“He said that I am pretty,” she declared, removing her slippers, looking around grinning. The Family looked back, smiling, some of them as if humouring a whim; others, out of sheer habit. What they could see was a slip of a girl, hardly past five foot, painfully skinny, sallow skin and lanky hair. But prettiness was something in the mind, what the eyes could not see; what the mirror could not show. It was something someone else had said, or perhaps seen.
She looked happy and proud, preening slightly in the admiration of the unseen man.
“Er…” said the grandfather, “Why ever would a bank manager tell you that?” The grandmother chuckled, “Bank managers don’t just manage money you know.” Nothing however, would take that moment from her. She relived it and enjoyed the memory of the moment and the warm feeling inside.

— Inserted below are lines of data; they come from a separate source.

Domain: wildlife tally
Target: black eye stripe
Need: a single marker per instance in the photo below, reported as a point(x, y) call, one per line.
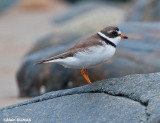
point(114, 33)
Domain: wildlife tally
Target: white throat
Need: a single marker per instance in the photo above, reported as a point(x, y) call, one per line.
point(113, 40)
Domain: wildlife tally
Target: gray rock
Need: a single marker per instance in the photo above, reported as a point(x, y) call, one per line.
point(146, 10)
point(139, 54)
point(133, 99)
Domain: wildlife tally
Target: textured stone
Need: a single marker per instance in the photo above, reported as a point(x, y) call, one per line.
point(145, 10)
point(132, 98)
point(139, 54)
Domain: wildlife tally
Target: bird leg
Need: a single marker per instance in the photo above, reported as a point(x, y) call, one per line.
point(84, 73)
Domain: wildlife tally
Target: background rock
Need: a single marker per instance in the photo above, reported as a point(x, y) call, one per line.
point(145, 10)
point(139, 54)
point(133, 98)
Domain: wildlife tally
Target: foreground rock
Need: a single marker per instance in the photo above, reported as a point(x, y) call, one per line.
point(133, 99)
point(139, 54)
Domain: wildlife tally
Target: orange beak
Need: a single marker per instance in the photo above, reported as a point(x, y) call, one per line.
point(123, 36)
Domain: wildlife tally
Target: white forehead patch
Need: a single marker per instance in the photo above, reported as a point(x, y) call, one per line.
point(119, 32)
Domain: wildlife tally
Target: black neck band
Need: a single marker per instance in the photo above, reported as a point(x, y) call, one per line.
point(106, 40)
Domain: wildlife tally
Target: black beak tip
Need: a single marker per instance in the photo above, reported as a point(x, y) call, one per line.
point(125, 37)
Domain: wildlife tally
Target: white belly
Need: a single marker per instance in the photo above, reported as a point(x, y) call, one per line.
point(89, 58)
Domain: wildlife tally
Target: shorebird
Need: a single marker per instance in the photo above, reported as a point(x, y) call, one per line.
point(90, 52)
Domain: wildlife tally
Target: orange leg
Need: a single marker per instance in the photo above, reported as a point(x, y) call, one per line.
point(84, 73)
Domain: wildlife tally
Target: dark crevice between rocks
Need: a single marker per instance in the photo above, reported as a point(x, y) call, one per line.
point(38, 99)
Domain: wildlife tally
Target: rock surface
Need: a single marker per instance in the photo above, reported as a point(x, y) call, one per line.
point(146, 10)
point(134, 55)
point(132, 98)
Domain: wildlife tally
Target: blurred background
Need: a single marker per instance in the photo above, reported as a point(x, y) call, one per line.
point(31, 30)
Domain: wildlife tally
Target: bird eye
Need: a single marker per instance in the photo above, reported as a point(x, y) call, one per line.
point(114, 33)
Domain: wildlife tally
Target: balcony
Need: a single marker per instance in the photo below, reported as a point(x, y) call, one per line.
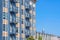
point(13, 21)
point(27, 24)
point(13, 1)
point(27, 10)
point(27, 34)
point(12, 32)
point(27, 15)
point(13, 9)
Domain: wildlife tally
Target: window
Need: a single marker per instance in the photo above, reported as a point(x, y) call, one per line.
point(5, 9)
point(5, 3)
point(5, 27)
point(5, 15)
point(5, 21)
point(17, 5)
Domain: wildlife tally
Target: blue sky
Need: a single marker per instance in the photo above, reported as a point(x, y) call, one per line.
point(48, 16)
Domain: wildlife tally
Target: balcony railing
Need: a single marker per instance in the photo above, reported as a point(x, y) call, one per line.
point(13, 9)
point(13, 21)
point(27, 15)
point(12, 32)
point(14, 1)
point(27, 24)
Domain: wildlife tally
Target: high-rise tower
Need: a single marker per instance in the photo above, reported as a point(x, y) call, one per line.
point(17, 19)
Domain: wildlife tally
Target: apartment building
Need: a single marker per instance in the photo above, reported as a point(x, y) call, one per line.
point(17, 19)
point(46, 36)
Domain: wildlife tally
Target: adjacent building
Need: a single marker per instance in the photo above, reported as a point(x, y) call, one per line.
point(17, 19)
point(47, 36)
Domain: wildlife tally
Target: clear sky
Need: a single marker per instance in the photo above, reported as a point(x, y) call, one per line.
point(48, 16)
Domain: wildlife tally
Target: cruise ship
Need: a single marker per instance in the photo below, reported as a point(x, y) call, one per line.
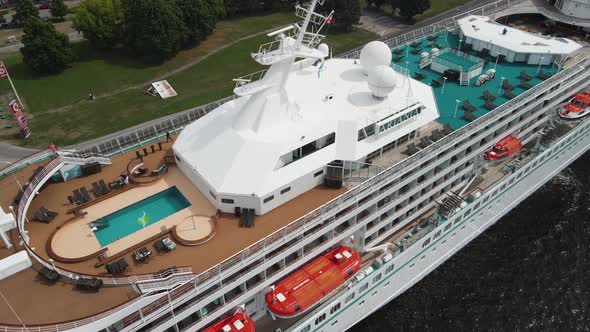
point(322, 189)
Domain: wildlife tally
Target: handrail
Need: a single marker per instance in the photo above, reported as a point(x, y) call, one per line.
point(293, 227)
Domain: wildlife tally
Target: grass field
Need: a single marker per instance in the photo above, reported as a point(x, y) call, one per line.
point(59, 112)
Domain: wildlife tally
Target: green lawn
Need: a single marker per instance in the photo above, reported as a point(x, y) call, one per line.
point(61, 113)
point(436, 7)
point(439, 6)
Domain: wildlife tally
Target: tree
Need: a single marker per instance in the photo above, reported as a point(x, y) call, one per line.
point(346, 13)
point(153, 29)
point(100, 21)
point(241, 7)
point(199, 17)
point(24, 10)
point(58, 9)
point(45, 50)
point(409, 9)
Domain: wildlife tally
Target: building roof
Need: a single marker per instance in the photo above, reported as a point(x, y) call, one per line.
point(485, 29)
point(237, 148)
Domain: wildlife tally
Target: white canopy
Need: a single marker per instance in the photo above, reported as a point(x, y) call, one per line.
point(484, 29)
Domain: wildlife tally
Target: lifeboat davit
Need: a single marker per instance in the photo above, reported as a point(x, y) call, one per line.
point(238, 322)
point(506, 147)
point(307, 286)
point(578, 107)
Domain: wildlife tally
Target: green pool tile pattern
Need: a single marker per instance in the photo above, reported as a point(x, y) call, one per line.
point(446, 99)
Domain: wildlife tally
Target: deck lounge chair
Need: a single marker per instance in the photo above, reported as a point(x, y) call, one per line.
point(96, 189)
point(411, 149)
point(103, 187)
point(542, 75)
point(78, 197)
point(525, 85)
point(48, 213)
point(524, 76)
point(488, 96)
point(92, 284)
point(49, 274)
point(469, 116)
point(419, 76)
point(509, 94)
point(39, 216)
point(467, 106)
point(85, 194)
point(490, 105)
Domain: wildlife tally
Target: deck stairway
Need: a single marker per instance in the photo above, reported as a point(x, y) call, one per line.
point(355, 171)
point(464, 78)
point(163, 281)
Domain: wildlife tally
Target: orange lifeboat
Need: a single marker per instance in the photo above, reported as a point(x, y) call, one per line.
point(578, 107)
point(238, 322)
point(308, 285)
point(506, 147)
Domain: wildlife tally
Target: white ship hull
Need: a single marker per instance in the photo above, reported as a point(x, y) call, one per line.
point(417, 262)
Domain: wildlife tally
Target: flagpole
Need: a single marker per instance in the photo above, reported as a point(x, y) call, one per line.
point(12, 85)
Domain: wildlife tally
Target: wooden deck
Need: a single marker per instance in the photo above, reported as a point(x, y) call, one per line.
point(39, 303)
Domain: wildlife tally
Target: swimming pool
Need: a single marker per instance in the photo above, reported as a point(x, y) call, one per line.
point(146, 212)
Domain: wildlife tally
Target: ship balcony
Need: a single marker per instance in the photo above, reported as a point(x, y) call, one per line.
point(251, 83)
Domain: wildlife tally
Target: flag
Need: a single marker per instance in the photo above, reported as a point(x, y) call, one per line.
point(19, 117)
point(3, 71)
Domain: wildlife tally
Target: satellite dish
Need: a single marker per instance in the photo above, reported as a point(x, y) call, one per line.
point(381, 81)
point(375, 53)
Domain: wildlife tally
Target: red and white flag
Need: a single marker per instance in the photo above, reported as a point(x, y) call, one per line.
point(3, 71)
point(19, 116)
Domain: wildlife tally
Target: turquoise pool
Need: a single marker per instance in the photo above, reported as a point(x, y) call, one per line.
point(146, 212)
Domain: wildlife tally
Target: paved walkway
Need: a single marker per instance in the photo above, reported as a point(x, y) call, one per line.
point(10, 153)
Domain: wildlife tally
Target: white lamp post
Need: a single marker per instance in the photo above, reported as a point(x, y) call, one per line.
point(497, 58)
point(501, 83)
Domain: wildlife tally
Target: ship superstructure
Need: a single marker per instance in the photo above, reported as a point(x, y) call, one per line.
point(414, 190)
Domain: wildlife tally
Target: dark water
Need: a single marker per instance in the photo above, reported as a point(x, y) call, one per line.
point(529, 272)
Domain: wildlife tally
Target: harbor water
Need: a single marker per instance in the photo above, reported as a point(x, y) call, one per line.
point(528, 272)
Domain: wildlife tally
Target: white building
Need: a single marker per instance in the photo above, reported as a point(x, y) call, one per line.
point(274, 142)
point(575, 8)
point(516, 45)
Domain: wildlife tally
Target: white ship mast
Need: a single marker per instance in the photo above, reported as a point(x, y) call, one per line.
point(269, 103)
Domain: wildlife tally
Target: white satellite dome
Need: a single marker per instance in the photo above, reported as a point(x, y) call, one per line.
point(324, 49)
point(381, 81)
point(375, 53)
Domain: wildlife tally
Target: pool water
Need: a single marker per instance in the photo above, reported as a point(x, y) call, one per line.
point(144, 213)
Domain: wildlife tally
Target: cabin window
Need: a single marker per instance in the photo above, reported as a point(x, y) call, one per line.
point(377, 277)
point(306, 150)
point(363, 287)
point(320, 319)
point(335, 308)
point(389, 269)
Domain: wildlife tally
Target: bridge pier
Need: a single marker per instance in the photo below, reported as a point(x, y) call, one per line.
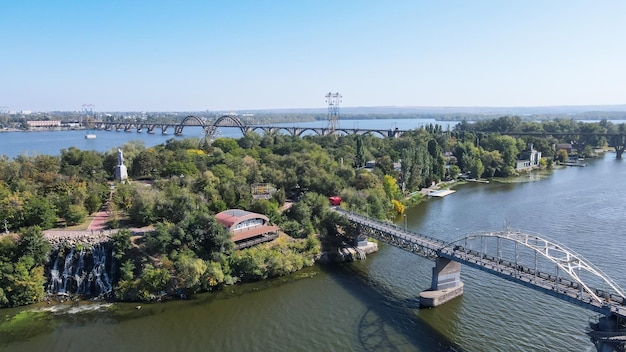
point(446, 283)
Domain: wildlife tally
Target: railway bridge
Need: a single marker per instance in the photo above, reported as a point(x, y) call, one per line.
point(231, 121)
point(522, 258)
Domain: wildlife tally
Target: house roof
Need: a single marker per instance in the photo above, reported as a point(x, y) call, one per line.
point(253, 232)
point(232, 217)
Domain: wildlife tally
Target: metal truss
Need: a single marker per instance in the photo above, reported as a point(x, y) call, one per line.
point(565, 259)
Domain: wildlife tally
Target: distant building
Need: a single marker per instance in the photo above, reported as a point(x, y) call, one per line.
point(334, 200)
point(262, 190)
point(564, 146)
point(44, 123)
point(529, 159)
point(247, 229)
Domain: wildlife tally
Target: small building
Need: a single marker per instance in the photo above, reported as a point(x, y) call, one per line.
point(370, 164)
point(334, 200)
point(44, 123)
point(247, 229)
point(529, 159)
point(564, 146)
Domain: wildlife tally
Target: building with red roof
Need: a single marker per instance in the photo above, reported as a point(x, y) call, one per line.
point(247, 229)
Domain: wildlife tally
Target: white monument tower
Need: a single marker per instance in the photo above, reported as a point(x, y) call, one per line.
point(120, 170)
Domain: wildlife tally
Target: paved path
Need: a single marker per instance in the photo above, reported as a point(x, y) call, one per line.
point(99, 221)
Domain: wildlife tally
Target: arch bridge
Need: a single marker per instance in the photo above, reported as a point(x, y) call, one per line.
point(232, 121)
point(526, 259)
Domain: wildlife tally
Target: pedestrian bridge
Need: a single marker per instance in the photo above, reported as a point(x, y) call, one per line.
point(525, 259)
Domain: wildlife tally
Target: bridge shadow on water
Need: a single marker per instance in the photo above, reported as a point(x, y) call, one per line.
point(387, 313)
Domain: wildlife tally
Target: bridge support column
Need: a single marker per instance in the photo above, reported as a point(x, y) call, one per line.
point(362, 244)
point(446, 283)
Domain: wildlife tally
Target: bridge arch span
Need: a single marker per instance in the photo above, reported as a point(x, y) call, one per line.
point(226, 121)
point(564, 258)
point(190, 120)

Until the Angel visited. Angel was the Cousin from heaven, good natured, always smiling, but most of all, glowingly beautiful. But as far as she herself was concerned, Angel was the Cousin from hell. Seeing her brought home her own inadequacies in her own eyes. It was little she could prevent, running to the mirror for a furtive glimpse of her own image, her mind automatically comparing it to the visiting Angel, her tall 5’8” well proportioned body, glowing skin, lustrous hair and smiling face. Angel, it seemed, had good-natured-ness to her long list of God-given attributes.
It had been like this from childhood. When Angel walked into a room, the people and the room itself seemed to envelop her, warmly embracing her. Angel herself glowed in company, while she herself hugged the walls, watching the scene from outside. It had been this way and seemed to always continue to be this way.
So when the bank manager threw a compliment her way, she caught it as if to never let it go.
Until the Angel visited. Once again, the Family, the house, why even the sunshine, seemed to turn towards the Angel, lighting her from within. She herself skulked in the doorway of her room, leaning against a wall and looking at the scene from without. With sour eyes she watched the Angel as she said hello, joked with the family members and then asked, “Hey, where is Sunita?” All eyes searched then focussed on her leaning against the wall – and Angel strode forward to laughingly mock punch her. She closed here eyes – the comparison was unflattering.
Before the Angel reached her, she ran into her room and shut the door.